The story behind Jagged Little Pill is well-known: Disillusioned 19-year-old Canadian pop prodigy lands in Los Angeles looking for guidance finding her muse, meets 40-something professional songwriter and production veteran, gives him her diary of heartbreak and anger in lyric form. The two of them hole up in his home studio for a couple weeks writing and recording demos on the fly. They shop their stuff around to a few record-company execs who show no interest until someone at Madonna's Maverick Records takes a flyer. And then, bam, former prodigy wakes up one morning as alternative-rocking, pop-charting, ticket-selling goddess.
A quarter-century on, Jagged Little Pill, to me, remains a powerhouse. As happens in the aftermath of monstrously successful works of art, the backlash starts flying and gets increasingly vicious. "Juvenile feminist manifesto," say the "You Oughta Know" detractors. "Those things aren't ironic." "That caterwauling is fingernails on blackboard." You know that stuff. It's been floating around for years.
Here's how I see it: This record is near-perfect. Morissette poured every ounce of her soul into these songs, which land squarely in Plastic Ono Band primal-scream territory. And Ballard was exactly the right person at exactly the right time to get this material delivered with exactly the right production.

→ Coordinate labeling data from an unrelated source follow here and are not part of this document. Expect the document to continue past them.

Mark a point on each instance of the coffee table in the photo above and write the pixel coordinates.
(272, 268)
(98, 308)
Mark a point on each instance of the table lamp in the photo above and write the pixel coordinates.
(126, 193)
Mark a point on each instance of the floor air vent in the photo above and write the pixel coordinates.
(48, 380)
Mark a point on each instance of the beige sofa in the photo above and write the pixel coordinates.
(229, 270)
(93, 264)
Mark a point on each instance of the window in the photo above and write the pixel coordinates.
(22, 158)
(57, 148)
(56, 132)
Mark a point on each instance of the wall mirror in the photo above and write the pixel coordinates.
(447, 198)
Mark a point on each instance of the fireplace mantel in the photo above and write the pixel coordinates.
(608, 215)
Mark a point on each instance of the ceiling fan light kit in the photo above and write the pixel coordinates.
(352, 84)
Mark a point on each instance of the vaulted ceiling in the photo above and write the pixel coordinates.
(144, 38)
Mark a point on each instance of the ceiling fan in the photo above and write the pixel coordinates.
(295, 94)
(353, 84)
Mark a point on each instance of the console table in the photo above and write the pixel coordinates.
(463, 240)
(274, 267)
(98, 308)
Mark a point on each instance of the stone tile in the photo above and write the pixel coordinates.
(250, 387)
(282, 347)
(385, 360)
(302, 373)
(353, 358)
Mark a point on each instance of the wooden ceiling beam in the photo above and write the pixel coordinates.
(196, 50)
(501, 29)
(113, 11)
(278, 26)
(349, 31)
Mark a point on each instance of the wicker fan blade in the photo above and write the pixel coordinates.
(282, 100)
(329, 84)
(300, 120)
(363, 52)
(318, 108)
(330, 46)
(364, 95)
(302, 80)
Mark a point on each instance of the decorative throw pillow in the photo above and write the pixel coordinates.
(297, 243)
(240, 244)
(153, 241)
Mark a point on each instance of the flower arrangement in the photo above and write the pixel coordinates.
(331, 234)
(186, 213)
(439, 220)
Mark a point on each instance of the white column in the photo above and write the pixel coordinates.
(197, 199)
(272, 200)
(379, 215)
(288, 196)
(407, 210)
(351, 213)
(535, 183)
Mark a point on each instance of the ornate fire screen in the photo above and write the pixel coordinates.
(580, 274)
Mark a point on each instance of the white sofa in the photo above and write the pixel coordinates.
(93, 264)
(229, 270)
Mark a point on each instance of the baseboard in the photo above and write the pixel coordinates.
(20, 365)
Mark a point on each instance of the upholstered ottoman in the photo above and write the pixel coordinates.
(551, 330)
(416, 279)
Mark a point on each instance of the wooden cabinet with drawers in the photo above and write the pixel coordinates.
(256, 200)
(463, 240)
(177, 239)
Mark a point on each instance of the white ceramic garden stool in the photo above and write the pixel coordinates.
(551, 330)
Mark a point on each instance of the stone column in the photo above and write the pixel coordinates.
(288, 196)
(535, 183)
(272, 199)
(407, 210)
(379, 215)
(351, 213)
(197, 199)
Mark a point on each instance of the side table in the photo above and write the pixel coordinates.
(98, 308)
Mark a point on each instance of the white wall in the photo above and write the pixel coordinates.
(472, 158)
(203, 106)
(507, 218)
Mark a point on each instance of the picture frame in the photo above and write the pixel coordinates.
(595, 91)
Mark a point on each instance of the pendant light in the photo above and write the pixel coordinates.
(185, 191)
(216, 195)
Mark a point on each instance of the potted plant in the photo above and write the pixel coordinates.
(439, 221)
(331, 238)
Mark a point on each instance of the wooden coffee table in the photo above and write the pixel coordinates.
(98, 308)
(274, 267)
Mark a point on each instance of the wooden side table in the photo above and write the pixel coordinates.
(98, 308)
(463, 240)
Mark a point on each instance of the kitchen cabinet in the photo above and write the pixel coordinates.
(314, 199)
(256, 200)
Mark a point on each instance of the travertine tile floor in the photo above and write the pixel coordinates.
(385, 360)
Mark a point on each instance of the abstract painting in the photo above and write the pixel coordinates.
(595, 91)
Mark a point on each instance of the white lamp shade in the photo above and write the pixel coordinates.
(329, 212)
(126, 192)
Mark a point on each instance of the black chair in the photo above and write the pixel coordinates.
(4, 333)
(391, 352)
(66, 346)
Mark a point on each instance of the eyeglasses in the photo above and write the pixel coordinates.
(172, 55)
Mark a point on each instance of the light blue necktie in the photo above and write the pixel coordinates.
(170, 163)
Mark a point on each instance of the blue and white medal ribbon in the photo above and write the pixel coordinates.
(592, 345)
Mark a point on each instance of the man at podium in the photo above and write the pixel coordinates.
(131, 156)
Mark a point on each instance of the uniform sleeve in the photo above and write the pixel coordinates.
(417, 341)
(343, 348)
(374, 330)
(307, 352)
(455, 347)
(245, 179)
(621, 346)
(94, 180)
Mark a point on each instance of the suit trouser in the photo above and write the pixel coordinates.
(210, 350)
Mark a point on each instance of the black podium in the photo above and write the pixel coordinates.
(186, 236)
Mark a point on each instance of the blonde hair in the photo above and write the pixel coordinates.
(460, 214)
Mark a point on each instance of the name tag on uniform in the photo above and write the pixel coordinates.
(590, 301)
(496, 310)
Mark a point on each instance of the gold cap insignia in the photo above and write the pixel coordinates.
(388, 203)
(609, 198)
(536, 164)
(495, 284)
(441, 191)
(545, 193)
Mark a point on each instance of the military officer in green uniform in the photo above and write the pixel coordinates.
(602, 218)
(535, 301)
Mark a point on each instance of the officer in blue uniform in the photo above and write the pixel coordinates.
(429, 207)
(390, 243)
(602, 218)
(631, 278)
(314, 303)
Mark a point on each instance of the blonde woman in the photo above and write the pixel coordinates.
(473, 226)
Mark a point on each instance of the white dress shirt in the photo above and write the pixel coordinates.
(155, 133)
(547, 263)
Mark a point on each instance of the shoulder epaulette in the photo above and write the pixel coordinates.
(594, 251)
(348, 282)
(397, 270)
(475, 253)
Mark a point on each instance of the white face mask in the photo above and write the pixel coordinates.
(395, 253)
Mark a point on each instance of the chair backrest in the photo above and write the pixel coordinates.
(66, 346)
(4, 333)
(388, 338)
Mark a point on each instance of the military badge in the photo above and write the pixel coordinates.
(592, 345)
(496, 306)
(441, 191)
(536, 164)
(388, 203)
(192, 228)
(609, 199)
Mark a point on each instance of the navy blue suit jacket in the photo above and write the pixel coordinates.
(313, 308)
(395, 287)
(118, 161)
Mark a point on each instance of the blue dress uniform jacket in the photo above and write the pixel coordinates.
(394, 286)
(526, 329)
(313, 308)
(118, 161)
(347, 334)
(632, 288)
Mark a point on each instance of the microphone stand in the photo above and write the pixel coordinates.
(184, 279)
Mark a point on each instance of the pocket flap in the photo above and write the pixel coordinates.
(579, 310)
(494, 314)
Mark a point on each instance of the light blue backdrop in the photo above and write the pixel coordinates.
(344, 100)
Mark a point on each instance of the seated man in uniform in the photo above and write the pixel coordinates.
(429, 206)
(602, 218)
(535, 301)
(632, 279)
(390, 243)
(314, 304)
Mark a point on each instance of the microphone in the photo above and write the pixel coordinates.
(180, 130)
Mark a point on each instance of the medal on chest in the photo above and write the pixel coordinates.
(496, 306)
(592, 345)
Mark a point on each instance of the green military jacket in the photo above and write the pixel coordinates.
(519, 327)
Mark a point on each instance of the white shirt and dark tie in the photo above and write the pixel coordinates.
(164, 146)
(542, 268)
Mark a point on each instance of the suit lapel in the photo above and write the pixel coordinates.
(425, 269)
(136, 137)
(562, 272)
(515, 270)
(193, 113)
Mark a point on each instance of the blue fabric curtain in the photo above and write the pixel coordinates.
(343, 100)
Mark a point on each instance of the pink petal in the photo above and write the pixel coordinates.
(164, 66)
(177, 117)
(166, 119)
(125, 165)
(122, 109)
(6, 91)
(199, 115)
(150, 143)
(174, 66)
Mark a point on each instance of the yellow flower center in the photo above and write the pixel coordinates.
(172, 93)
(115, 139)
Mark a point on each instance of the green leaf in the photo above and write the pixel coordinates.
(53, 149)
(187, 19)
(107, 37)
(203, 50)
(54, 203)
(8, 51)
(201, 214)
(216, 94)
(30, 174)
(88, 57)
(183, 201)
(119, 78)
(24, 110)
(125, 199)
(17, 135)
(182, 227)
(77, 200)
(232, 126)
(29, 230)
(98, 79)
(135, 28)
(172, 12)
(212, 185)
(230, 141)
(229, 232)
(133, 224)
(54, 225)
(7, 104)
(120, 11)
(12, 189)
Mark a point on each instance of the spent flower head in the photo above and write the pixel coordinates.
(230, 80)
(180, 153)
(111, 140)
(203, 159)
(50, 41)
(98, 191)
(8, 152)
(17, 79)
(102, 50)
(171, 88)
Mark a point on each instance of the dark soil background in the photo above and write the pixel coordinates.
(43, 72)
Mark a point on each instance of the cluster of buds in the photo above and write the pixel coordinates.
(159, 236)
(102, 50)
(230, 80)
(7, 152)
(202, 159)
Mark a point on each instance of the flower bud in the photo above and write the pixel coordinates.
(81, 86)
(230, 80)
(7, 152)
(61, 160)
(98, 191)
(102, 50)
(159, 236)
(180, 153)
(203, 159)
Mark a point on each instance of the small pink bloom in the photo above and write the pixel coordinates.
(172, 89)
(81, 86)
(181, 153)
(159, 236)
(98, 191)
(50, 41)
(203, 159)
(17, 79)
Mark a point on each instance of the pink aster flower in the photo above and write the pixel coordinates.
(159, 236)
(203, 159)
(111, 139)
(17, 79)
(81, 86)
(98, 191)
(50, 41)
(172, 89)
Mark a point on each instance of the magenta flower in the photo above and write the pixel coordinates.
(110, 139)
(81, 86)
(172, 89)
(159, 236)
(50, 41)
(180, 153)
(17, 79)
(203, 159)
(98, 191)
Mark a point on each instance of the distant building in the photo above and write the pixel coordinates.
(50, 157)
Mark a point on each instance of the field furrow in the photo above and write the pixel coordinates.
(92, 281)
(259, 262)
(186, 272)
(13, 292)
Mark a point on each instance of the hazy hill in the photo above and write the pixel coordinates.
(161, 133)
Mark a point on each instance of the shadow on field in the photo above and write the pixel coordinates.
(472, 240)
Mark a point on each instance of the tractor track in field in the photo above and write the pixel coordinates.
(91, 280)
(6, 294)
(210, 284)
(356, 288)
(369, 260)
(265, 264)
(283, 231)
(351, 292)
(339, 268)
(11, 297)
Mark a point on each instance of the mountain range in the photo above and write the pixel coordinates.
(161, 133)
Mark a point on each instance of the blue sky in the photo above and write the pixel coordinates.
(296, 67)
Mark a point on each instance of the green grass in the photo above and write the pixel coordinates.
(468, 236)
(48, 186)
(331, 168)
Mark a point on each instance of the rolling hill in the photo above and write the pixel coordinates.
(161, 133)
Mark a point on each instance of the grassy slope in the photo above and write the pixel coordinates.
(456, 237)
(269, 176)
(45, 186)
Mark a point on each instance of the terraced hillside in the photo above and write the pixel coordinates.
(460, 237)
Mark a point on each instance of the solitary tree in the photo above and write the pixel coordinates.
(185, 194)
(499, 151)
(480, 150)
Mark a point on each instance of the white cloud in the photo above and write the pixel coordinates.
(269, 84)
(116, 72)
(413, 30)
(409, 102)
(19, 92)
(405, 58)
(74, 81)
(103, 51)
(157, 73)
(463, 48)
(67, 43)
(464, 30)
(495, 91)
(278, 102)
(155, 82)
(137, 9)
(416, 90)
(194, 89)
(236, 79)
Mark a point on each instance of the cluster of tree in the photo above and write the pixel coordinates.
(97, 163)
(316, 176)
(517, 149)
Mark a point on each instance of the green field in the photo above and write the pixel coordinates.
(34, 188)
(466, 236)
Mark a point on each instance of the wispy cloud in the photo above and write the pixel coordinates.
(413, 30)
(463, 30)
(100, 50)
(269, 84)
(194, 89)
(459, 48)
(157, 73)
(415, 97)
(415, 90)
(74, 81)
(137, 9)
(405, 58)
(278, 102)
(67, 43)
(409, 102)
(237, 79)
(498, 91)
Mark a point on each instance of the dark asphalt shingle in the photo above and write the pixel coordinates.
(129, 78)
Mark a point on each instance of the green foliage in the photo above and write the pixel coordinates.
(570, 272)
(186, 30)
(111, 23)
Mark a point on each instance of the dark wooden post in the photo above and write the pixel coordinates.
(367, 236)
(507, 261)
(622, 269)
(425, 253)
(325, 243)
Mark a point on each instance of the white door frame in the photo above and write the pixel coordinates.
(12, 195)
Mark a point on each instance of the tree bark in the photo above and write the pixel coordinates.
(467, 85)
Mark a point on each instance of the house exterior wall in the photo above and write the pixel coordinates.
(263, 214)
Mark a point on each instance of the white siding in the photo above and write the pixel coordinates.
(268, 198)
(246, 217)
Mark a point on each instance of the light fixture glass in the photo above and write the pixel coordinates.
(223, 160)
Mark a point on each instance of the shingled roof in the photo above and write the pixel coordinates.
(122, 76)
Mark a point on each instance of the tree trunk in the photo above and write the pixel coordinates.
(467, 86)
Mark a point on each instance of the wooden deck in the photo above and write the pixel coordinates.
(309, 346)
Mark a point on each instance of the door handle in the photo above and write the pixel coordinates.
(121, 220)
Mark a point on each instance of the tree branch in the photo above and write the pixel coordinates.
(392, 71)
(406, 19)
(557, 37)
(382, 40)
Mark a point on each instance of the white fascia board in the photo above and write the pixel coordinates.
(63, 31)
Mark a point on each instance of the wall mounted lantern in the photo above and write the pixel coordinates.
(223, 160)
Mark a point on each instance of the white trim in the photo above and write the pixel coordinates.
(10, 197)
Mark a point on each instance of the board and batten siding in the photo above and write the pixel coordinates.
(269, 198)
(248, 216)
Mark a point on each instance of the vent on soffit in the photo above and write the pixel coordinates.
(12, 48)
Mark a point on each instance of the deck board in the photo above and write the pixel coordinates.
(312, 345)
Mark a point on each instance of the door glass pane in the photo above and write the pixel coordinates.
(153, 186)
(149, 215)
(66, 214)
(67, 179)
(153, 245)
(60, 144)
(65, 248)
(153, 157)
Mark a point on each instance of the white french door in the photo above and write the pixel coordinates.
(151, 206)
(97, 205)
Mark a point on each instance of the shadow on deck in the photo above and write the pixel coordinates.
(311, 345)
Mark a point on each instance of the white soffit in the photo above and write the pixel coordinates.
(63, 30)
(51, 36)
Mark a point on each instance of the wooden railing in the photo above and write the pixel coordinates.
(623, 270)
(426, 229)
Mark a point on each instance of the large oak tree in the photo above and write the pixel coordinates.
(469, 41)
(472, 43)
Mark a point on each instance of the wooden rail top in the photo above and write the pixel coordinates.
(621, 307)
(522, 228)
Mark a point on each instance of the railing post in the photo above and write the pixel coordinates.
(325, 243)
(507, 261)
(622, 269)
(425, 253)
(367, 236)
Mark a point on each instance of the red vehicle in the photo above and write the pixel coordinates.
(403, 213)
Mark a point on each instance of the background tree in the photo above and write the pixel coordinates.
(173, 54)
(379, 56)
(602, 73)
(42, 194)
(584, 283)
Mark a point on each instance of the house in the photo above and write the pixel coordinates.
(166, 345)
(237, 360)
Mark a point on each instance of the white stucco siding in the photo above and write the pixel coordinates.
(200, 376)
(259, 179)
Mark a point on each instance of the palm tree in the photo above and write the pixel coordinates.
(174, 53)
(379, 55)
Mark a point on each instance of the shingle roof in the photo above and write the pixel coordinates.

There is no question that Jagged Little Pill was lightning in a bottle. Every aspect of this thing came together perfectly, and it holds up very well 25 years later. But it is not your typical one-off luckbox record. Morissette and Ballard delivered a follow-up in 1998 that I like a lot and did sell pretty well. And she has delivered a handful of well-received albums since. I'll probably do another piece down the road on her post-JLP work.
JLP has been repackaged many times -- even as a Broadway musical. |
OK, I do have one criticism: Jagged Little Pill was among the last albums released officially on vinyl, augmented by a CD release containing tacked-on "bonus material." The vinyl release contained 12 tracks, the closer being "Wake Up." The CD release had 13 tracks -- the identically sequenced vinyl tracks with an additional track at the end. That 13th CD track, timing in at 8:13, is my bone of contention. It contains a completely unnecessary alternate mix of the 4:09 second track, "You Oughta Know," followed by 62 seconds of silence and then one of those Easter-egg tracks record execs and producers were so fond of back in the day. That hidden track is a powerful, beautiful a capella performance of a song titled "Your House," clocking in at a little more than three minutes. It would have been a perfect cap to the vinyl release, possibly left off for technology reasons. It is a fantastic closer for the CD. But the packaging shenanigans severely limits the song's impact. The close of this album would have been devastating had "Your House" directly followed "Wake Up" without that disastrous marketing-driven stuff in between.